The denial of the existence of God, the denial of a single privileged source of moral authority, opens up the question of how we
are then to determine right and wrong. This is a very involved, very complex question, but it is really a matter for its own thread. My main point here, is that God, as depicted in the sacred books of Christianity, is, by
reason, not the kind of being that can wield moral authority over us.
But to give a quick sketch of how it is that God's commands can violate "my" moral authority (an authority which I indeed wield, but only in concert with my peers), I'll say this: I regard myself as having original moral prerogatives, otherwise known as 'rights,' as a consequence of the kind of being that I am - namely, a rational-moral agent. Now, as a rational-moral agent, I do not exist in a vaccuum; I am embedded in a community of peers, all of us morally equal to one another because we all possess this same rational-moral free nature. This original equality is the basis for our making claims
against our peers, when they exercise their freedom in ways that are detrimental to the prerogative of myself or others to equal freedom - to their
rights, in other words.
To say that we are all originally morally equal, is not of course to say that we are all (or should be) equal in our material fortunes. Some of us, by luck and some measure of effort, are able to exercise power over others. But this power is never without limit; it must always respect the essential equal rights, and consequent equal dignity, of all. When that does not happen, when the powerful try to lord it over the rest of us, we are entitled (and indeed, our Founders would say that we are
obligated) to challenge that abused authority, in word and in deed.
I in my very rights, in my very nature as a rational-moral being, have the power and prerogative to judge that others are not using their freedom to abuse others. When I see that this is happening, I
can exercise the authority,
in the name of our common rational-moral nature, to call the powerful to account. I of course will do so at physical risk; but I have that right, all the same. Again,
the cardinal error of monotheism, found again and again in the texts of all the Semitic faiths, is to mistake power for righteousness.

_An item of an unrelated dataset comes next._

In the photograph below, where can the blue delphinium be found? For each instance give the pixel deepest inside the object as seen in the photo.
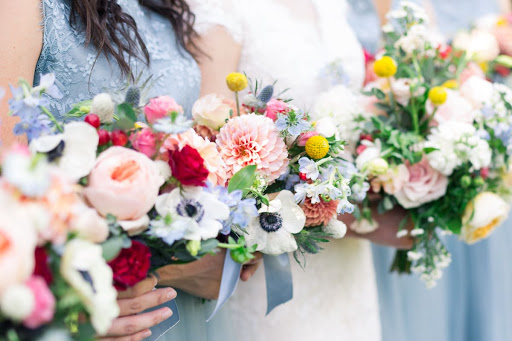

It does not matter that our being is wholly dependent upon the whim of a Creator. If by nature we are truly free, and not slaves, then we have the same basic rights and dignity as the Creator itself. At some time in the future, we may develop and android which, when we switch it on, enjoys feeling and has free will. We may hold in our hand a remote control that would serve as the "off" switch for that new intelligent being; but the mere fact that we made it, would
never justify us in turning the android
off, or in making it a slave to serve us.